Over the last decade, our state revenues have seen both highs and lows. They went up nearly 10 percent during each of the 2005 and 2006 fiscal years, but in 2009 and 2010, they posted the first two-year decline in decades.
Earlier this spring, a joint report from the National Governors Association and the National Association of State Budget Officers found that Kentucky and many of her sister states appear to be finally turning the corner financially, although we’re still below 2008 levels when adjusting for inflation.
At the time of the report, 11 states (but not Kentucky) reported that they needed to make additional mid-year cuts, but that was far better than the 39 having to do that during the height of the recession. On the other side, 16 states reported this spring they were actually increasing spending during the fiscal year, though Minnesota and Texas accounted for most of the new money.
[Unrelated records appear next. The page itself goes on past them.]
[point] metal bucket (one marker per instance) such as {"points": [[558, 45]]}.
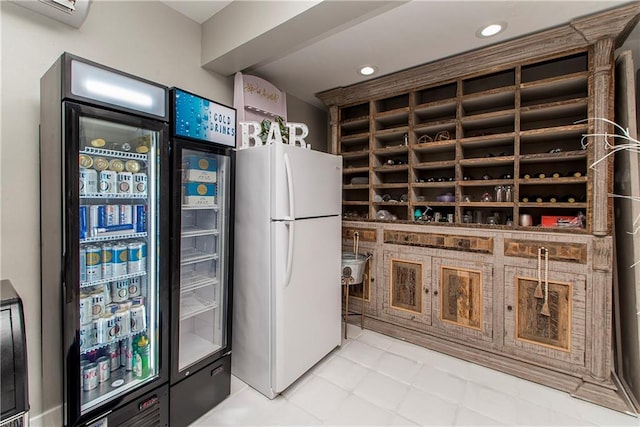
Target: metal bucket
{"points": [[353, 265]]}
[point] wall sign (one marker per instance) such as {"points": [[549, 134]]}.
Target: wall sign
{"points": [[253, 133], [203, 119]]}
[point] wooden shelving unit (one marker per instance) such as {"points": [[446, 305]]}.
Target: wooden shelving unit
{"points": [[467, 137], [437, 139]]}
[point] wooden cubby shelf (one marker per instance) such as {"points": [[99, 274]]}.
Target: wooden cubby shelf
{"points": [[470, 139], [461, 173]]}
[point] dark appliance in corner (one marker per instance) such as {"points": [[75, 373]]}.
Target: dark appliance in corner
{"points": [[14, 404], [103, 224], [202, 212]]}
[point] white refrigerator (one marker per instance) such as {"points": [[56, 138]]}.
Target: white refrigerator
{"points": [[287, 293]]}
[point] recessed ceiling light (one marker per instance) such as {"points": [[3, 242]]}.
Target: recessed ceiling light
{"points": [[491, 30], [367, 70]]}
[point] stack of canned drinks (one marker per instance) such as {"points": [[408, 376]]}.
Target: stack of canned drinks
{"points": [[112, 260], [110, 316], [110, 312], [100, 220], [115, 180], [96, 367]]}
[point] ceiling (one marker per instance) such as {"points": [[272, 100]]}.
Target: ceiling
{"points": [[314, 46]]}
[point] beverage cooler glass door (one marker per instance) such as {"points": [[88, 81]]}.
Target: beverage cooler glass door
{"points": [[119, 300], [203, 256]]}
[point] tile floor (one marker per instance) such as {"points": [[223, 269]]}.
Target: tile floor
{"points": [[376, 380]]}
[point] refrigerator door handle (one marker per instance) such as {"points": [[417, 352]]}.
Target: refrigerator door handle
{"points": [[287, 169], [287, 278]]}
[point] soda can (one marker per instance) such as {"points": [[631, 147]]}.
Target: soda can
{"points": [[110, 215], [119, 260], [113, 350], [140, 183], [126, 214], [138, 318], [98, 304], [117, 165], [88, 181], [134, 287], [112, 308], [106, 289], [136, 260], [125, 183], [104, 368], [140, 218], [90, 377], [94, 219], [106, 329], [83, 365], [107, 182], [123, 322], [83, 264], [132, 166], [86, 336], [126, 353], [100, 163], [82, 222], [93, 261], [120, 291], [107, 260], [86, 308]]}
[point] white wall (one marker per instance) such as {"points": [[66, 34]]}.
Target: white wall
{"points": [[147, 39]]}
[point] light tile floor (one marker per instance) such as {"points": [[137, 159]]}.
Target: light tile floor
{"points": [[376, 380]]}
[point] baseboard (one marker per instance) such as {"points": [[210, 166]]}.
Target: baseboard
{"points": [[50, 418]]}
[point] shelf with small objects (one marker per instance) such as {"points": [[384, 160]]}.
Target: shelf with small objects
{"points": [[483, 149]]}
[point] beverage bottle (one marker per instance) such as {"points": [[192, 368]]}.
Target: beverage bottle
{"points": [[141, 366]]}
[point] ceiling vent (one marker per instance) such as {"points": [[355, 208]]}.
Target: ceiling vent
{"points": [[70, 12]]}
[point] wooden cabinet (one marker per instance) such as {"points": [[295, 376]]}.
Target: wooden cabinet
{"points": [[477, 144], [495, 145], [463, 299], [556, 337], [406, 287]]}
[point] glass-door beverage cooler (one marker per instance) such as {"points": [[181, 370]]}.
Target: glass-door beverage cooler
{"points": [[103, 223], [203, 134]]}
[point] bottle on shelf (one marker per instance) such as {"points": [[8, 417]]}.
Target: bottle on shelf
{"points": [[141, 354]]}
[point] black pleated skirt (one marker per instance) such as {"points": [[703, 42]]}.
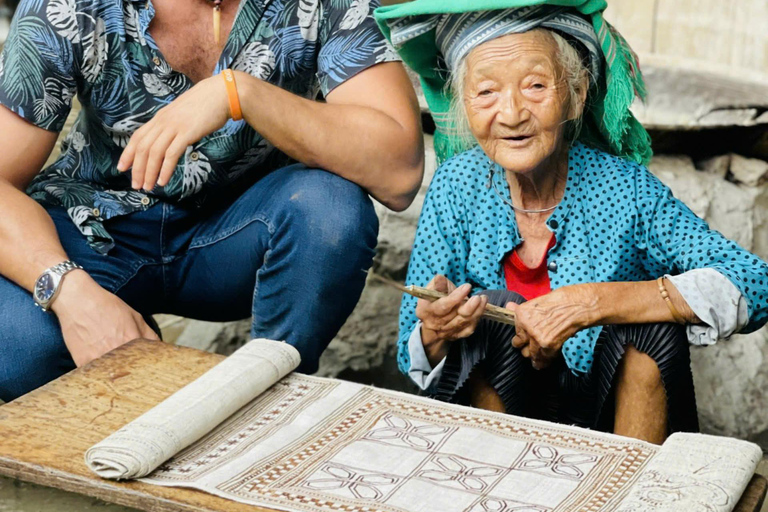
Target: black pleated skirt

More than 40 states, including Kentucky, have bigger budgets this fiscal year than they did last year, but many areas of ours are essentially flat-lined. The General Assembly took this approach because we will have to use the expected growth in revenue to maintain critical state services in the face of inflation and increased need.
It is worth pointing out that our budget is relying less on one-time revenue sources to pay for ongoing expenses, something known as a structural imbalance. During the 2012 fiscal year, it was the foundation for 4.6 percent of the budget, but this fiscal year, that figure is down to 1.6 percent.
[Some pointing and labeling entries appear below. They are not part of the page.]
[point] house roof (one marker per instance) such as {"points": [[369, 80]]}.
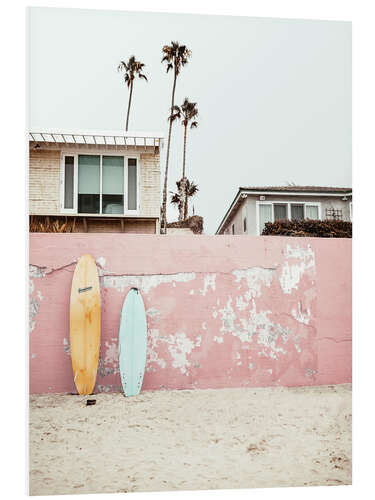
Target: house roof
{"points": [[295, 190], [96, 137], [299, 189]]}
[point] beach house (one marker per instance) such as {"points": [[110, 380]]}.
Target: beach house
{"points": [[94, 181], [252, 207]]}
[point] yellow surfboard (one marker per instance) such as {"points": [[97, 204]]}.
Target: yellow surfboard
{"points": [[85, 324]]}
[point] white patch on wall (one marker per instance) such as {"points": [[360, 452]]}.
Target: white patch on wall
{"points": [[111, 355], [302, 316], [209, 282], [101, 262], [153, 312], [66, 345], [34, 301], [180, 347], [144, 283], [291, 273], [152, 355], [255, 277]]}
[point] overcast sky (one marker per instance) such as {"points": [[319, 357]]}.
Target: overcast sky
{"points": [[274, 95]]}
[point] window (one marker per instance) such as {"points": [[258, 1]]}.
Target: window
{"points": [[113, 185], [280, 211], [312, 212], [270, 212], [69, 183], [99, 184], [265, 215], [296, 211]]}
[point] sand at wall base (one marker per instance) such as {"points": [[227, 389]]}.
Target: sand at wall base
{"points": [[187, 440]]}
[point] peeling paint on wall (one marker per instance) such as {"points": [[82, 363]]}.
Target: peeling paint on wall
{"points": [[144, 283], [244, 314], [209, 282], [303, 259]]}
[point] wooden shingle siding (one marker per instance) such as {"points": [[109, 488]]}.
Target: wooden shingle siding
{"points": [[44, 182]]}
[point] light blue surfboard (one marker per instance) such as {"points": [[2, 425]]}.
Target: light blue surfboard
{"points": [[132, 343]]}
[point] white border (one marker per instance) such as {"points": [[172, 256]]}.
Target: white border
{"points": [[101, 153], [13, 421], [288, 203]]}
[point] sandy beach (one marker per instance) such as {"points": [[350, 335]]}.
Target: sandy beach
{"points": [[189, 440]]}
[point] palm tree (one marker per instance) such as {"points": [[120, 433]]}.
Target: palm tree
{"points": [[175, 56], [191, 189], [187, 114], [132, 69]]}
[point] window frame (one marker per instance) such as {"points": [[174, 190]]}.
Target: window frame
{"points": [[99, 153], [289, 204]]}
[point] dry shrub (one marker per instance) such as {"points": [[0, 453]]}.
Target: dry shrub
{"points": [[310, 228], [195, 223]]}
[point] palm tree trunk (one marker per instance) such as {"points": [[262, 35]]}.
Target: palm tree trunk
{"points": [[129, 104], [163, 226], [186, 204], [183, 194]]}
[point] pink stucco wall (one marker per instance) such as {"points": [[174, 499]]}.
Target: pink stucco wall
{"points": [[222, 311]]}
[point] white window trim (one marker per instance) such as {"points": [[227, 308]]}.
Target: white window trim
{"points": [[289, 209], [99, 153], [62, 184]]}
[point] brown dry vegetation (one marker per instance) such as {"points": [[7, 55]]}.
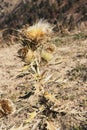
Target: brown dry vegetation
{"points": [[55, 100]]}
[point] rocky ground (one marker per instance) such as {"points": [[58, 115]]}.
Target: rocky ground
{"points": [[55, 101]]}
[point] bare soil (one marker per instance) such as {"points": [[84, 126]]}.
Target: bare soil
{"points": [[68, 85]]}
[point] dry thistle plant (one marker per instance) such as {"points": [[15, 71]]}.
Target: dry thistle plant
{"points": [[34, 37], [37, 32]]}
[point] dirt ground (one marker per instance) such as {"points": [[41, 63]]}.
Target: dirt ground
{"points": [[60, 103]]}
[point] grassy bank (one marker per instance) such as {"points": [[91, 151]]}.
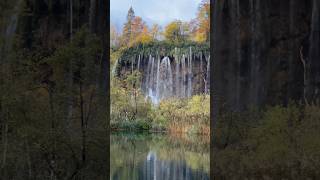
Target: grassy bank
{"points": [[174, 115]]}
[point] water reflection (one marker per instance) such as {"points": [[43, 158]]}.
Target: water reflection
{"points": [[158, 157]]}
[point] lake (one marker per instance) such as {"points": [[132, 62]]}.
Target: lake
{"points": [[154, 156]]}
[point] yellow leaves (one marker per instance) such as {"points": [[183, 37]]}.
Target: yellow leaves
{"points": [[172, 31]]}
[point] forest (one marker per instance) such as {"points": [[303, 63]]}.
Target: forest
{"points": [[172, 98], [54, 116]]}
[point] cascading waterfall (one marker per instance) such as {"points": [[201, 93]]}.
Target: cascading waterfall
{"points": [[172, 76]]}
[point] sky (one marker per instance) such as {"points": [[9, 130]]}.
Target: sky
{"points": [[153, 11]]}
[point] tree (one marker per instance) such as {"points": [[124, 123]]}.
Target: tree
{"points": [[155, 31], [203, 18], [127, 29], [174, 32], [145, 36], [114, 37]]}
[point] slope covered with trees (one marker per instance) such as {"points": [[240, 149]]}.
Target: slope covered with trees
{"points": [[53, 89], [138, 60]]}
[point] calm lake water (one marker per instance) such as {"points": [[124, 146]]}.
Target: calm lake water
{"points": [[148, 156]]}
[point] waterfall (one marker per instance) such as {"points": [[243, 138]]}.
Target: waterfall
{"points": [[177, 73], [189, 89], [166, 77], [114, 67], [138, 68], [158, 76], [208, 76], [183, 73]]}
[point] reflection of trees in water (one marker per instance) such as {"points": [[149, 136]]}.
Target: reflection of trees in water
{"points": [[152, 168]]}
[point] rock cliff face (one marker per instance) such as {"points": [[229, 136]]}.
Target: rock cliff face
{"points": [[176, 72], [266, 52]]}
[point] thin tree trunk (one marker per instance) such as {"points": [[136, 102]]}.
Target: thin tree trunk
{"points": [[5, 143], [83, 126], [28, 159], [70, 76]]}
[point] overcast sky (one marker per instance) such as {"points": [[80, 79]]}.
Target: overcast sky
{"points": [[153, 11]]}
When taking a closer look at the state’s revenues, it becomes clear that part of the economy is doing well while other parts are struggling.
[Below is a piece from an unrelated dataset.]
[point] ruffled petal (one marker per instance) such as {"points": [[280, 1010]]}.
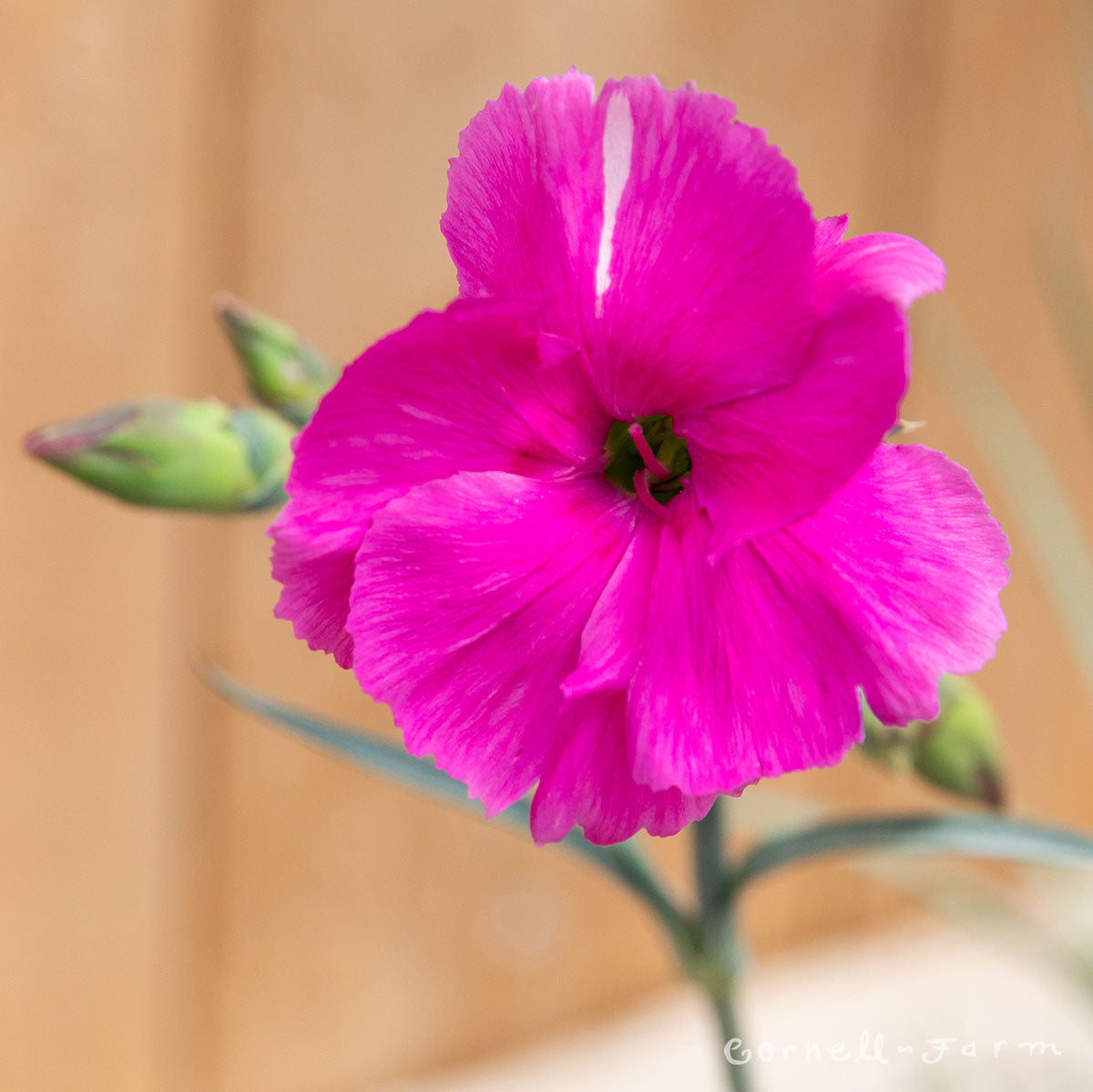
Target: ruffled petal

As our region unfortunately knows all too well, Kentucky lost 4,100 mining jobs when comparing the first three months of 2013 to the same period a year earlier, which was a sixth of that workforce. Manufacturing, meanwhile, went in the other direction, adding 8,000 jobs.
Businesses that help other businesses – advertisers, CPAs, attorneys – are also on the upswing, but construction has seen relatively little growth in recent years. There is hope that a steep increase in new single-family homes nationwide will help to reverse that trend, though.
The lottery is up – it provided $215 million to the state last fiscal year, with most of that going to help students attend college – and the Road Fund also increased for the fourth straight year.
Although we are just a few weeks into the second half of the two-year budget, work is already underway to be ready for the next cycle. Planning estimates will be compiled through the fall, and the official revenue estimate will be unveiled just before the holidays.
Governor Beshear will then present his administration’s final budget proposal in January, and the General Assembly will vote by mid-April on whatever changes it thinks should be made. Not surprisingly, there will be a lot of competition for every new dollar. Just increasing per-pupil funding in our elementary and secondary schools by one percent, for example, will take $29 million.
The budget is always the most difficult bill the General Assembly considers during even-year legislative sessions, but with the Consensus Forecasting Group helping to light the way, my colleagues and I can at least rest assured that we will know how much we have to work with. No one can foresee the future, of course, but this group, thankfully, comes pretty close.